The U.S. Supreme Court ruled today that a debtor in bankruptcy is not allowed to take a deduction on the so-called means test for ownership costs for a vehicle, unless they are actually buying or leasing a vehicle. What does this mean?

If your income is over the median income for your state, and you file a Chapter 13 bankruptcy, and you own your cars or trucks outright, you may have to pay more to your unsecured creditors than you would have otherwise. By implication, if the same reasoning applies to Chapter 7, then you may be less likely to qualify for Chapter 7 bankruptcy relief, if your vehicles are paid off.

Mr. Ransom deducted $471 per month for "ownership" costs under the B22C form or means test in his case, and FIA Card Services objected. The Bankruptcy Court denied confirmation or approval of the plan, and the appeals court agreed and affirmed the denial of the plan. The U.S. Supreme Court today agreed with the 9th Circuit Court of Appeals and denied confirmation of the plan.
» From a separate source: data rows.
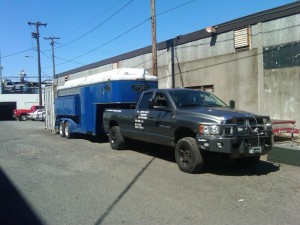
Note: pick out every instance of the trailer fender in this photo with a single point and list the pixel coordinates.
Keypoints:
(72, 124)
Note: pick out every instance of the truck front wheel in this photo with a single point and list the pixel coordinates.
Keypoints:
(188, 156)
(116, 139)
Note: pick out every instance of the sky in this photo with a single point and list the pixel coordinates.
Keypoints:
(93, 30)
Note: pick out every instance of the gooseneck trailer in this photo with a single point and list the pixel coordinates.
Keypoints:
(80, 102)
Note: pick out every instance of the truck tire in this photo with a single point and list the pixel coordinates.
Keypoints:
(248, 161)
(62, 129)
(116, 139)
(188, 156)
(68, 133)
(23, 117)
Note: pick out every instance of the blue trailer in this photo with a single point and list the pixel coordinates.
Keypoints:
(80, 102)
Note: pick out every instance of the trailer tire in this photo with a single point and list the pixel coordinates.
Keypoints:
(188, 156)
(23, 117)
(68, 133)
(116, 139)
(62, 129)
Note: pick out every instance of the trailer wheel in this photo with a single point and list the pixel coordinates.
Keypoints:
(188, 156)
(68, 133)
(116, 139)
(23, 117)
(62, 129)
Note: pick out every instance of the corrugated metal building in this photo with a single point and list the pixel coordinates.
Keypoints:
(253, 60)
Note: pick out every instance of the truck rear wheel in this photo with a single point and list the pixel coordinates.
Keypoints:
(68, 133)
(62, 129)
(116, 139)
(188, 156)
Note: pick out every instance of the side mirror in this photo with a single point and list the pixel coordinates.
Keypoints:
(232, 104)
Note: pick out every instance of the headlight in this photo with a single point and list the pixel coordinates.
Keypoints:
(209, 129)
(267, 124)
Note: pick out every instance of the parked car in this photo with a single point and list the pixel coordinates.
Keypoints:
(33, 115)
(41, 116)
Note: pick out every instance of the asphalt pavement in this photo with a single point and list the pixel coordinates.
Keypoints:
(46, 179)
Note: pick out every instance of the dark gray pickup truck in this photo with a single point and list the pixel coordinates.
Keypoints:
(195, 123)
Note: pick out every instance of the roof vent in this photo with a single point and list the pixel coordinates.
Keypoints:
(242, 39)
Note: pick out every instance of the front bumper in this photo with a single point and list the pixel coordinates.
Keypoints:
(237, 147)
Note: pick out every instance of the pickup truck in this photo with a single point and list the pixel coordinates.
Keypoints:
(195, 123)
(21, 114)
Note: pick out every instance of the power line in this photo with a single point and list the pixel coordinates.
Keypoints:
(16, 53)
(93, 29)
(126, 32)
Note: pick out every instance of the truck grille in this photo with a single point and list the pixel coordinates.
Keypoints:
(247, 126)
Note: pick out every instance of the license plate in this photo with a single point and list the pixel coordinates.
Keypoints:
(256, 149)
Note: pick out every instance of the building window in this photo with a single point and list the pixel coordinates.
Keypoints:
(242, 39)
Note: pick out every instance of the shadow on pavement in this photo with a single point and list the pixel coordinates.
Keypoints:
(214, 164)
(14, 209)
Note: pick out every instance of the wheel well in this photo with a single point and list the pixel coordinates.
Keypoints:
(112, 123)
(183, 132)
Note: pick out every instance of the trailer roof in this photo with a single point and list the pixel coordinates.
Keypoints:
(112, 75)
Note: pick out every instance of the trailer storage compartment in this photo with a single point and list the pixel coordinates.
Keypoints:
(80, 102)
(68, 105)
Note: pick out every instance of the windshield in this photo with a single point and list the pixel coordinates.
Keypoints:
(193, 98)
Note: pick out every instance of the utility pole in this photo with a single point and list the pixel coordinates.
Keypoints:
(36, 35)
(53, 62)
(1, 68)
(153, 32)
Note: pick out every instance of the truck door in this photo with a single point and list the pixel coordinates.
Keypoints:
(159, 123)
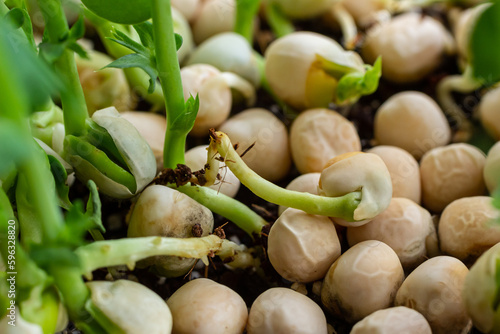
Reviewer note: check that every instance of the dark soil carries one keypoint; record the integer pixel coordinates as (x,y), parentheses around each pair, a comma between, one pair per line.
(250,283)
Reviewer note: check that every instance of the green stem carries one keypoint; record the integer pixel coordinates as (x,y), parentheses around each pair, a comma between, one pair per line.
(246,11)
(128,251)
(75,294)
(14,106)
(226,206)
(136,76)
(342,207)
(169,74)
(175,143)
(72,98)
(280,24)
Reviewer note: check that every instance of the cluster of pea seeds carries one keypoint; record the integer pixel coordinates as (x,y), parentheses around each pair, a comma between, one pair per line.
(404,270)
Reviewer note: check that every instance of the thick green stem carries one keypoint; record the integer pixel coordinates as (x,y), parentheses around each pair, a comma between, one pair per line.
(72,98)
(130,250)
(341,207)
(226,206)
(14,107)
(175,143)
(246,11)
(169,74)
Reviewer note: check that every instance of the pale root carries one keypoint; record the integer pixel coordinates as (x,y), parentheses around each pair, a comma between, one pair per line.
(412,121)
(204,306)
(363,171)
(284,311)
(467,229)
(449,173)
(307,183)
(270,156)
(165,212)
(362,280)
(411,46)
(294,73)
(302,247)
(318,135)
(404,226)
(435,290)
(404,170)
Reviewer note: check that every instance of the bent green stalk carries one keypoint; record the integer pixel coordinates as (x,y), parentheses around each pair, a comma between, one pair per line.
(169,74)
(72,98)
(341,207)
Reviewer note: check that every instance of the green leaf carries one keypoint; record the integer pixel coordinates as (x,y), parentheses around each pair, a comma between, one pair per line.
(18,17)
(145,32)
(138,60)
(77,31)
(60,177)
(353,85)
(99,137)
(94,207)
(124,40)
(78,49)
(186,119)
(37,79)
(14,147)
(485,45)
(50,52)
(15,17)
(77,147)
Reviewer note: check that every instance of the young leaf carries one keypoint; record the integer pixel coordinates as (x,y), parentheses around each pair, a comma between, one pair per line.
(484,46)
(124,40)
(353,85)
(138,60)
(334,69)
(15,17)
(77,31)
(145,32)
(14,147)
(20,18)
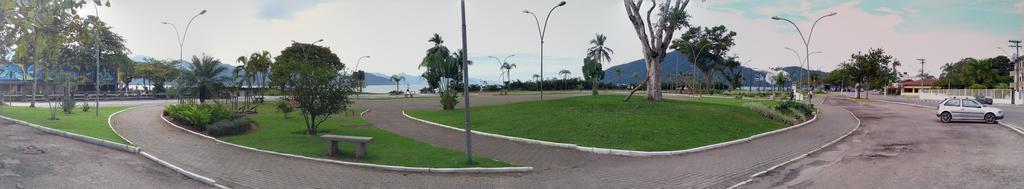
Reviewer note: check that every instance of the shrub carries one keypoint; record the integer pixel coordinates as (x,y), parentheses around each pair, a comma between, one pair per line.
(68,104)
(770,112)
(199,115)
(799,108)
(818,91)
(284,107)
(229,127)
(978,86)
(85,106)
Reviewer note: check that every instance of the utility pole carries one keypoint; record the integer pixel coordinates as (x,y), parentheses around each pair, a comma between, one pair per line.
(922,76)
(1017,71)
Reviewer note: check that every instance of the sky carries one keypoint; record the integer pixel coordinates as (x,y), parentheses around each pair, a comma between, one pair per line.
(394,33)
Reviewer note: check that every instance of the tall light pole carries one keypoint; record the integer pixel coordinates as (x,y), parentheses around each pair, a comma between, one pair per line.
(803,62)
(501,64)
(465,86)
(542,31)
(96,84)
(807,40)
(181,38)
(1017,69)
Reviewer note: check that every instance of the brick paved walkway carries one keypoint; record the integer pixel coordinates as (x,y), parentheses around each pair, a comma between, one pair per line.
(31,158)
(555,168)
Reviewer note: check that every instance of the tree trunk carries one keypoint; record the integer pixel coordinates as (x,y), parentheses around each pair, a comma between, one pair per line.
(653,78)
(635,90)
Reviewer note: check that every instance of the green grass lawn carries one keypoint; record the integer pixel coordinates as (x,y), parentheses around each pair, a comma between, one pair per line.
(608,123)
(287,136)
(79,123)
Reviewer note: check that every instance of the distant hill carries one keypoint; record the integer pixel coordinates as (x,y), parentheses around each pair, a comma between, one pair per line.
(676,62)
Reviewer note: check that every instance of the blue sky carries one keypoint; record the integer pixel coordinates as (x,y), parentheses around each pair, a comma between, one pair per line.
(394,33)
(994,16)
So, it is not the end of the world, but the Ransom decision today makes the means test a little meaner. Under the law here in the 5th Circuit before Ransom, we were allowed to deduct an additional $471 per month of ownership expense for a first car, and $332 for a second car, even if they were paid for. If a debtor's vehicles are paid for, it will mean a higher chapter 13 plan payment for future cases, and if this same reasoning is extended to chapter 7, which I'm sure it will be, it may be considerably harder for people to qualify for chapter 7, unless they have loans or leases on their vehicles.